For patients with liver cancer (also known as hepatocellular carcinoma), transplantation has been restricted to those who fit the Milan criteria. Their tumors must involve one lesion less than or equal to five centimeters in diameter, or two to three lesions each less than or equal to three centimeters. However, studies have suggested that patients with slightly larger lesions may also do well with a transplant.
Rather than expand the Milan criteria, researchers have suggested down-staging hepatocellular carcinoma to select for tumors with more favorable biology that will respond to treatment and do well following liver transplantation. The impact of successful down-staging on post-transplant outcomes was heretofore unknown.
Researchers, led by Francis Yao of the University of California at San Francisco, conducted a prospective study of down-staging protocol and report intention-to-treat survival, dropout and post-transplant tumor recurrence, along with factors that may influence response to down-staging treatment.

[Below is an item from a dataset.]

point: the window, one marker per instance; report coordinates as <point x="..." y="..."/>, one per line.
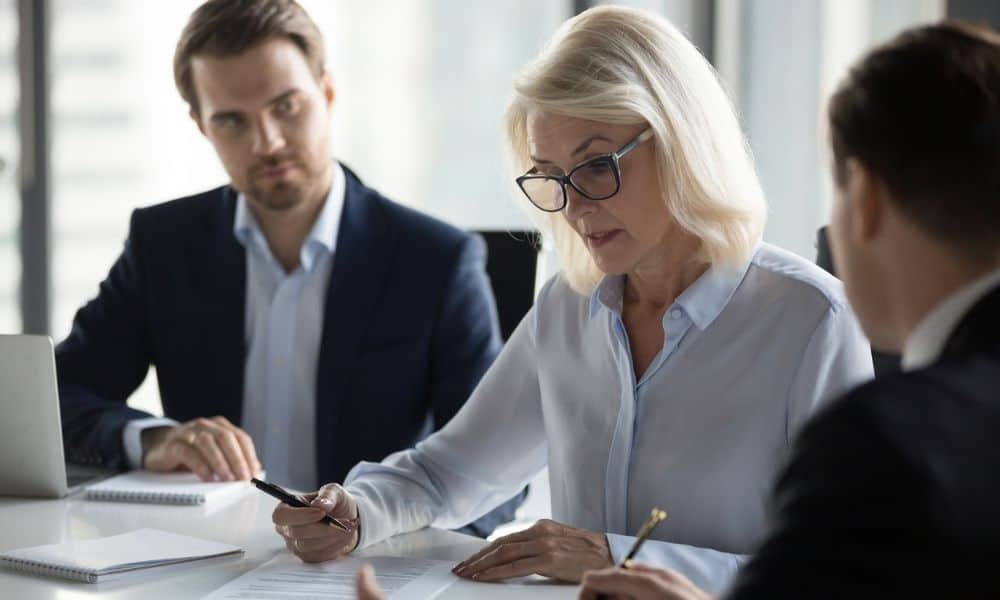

Between June 2002 and January 2007, the researchers enrolled 61 liver cancer patients whose tumor stage exceeded the Milan criteria. Fifty-five of these patients received a combination of laparoscopic radiofrequency ablation (RFA) and transarterial chemoembolization (TACE). The remaining 6 patients underwent resection as the down-staging procedure.
Down-staging was successful in 43 of the 61 patients (70.5 percent), and 35 of those received a liver transplant after a median of 8.2 months. While two of the transplant recipients died (one from graft problems and the other from recurrent hepatitis C infection), the remaining 33 were alive and free of liver cancer recurrence after a median follow-up of 25 months.
In the patients for whom down-staging was unsuccessful, 15 had tumor progression, while 3 died (two related to the down-staging, the other not.)
Comparing the clinical characteristics of the 35 patients who received a liver transplant to the 18 patients with treatment failure, only median alpha fetoprotein (AFP) level was significantly different. Treatment failure was the eventual outcome in seven of the eight patients with pre-treatment AFP > 1000 ng/mL. "High AFP may be a marker for vascular invasion or extra-hepatic disease that escapes detection by conventional imaging techniques," the authors suggest.
The authors note the heterogeneity of they loco-regional therapy may be a weakness of their study, and that the optimal treatment should be determined on a case-by-case basis. They also point out that 25 months of post-transplant follow-up may be too short to fully determine the risk of liver cancer recurrence.
Still, they conclude, "our results suggest that tumor down-staging to meet conventional criteria for orthotopic liver transplantation (OLT) among carefully selected patients is associated with excellent post-transplant outcome. Down-staging put selection pressure against aggressive tumors that are likely to progress despite treatment, whereas tumors with more favorable histology are more likely to respond to treatment and do well after OLT."
They call for further studies to refine down-staging treatment strategies to improve the intention-to-treat outcome.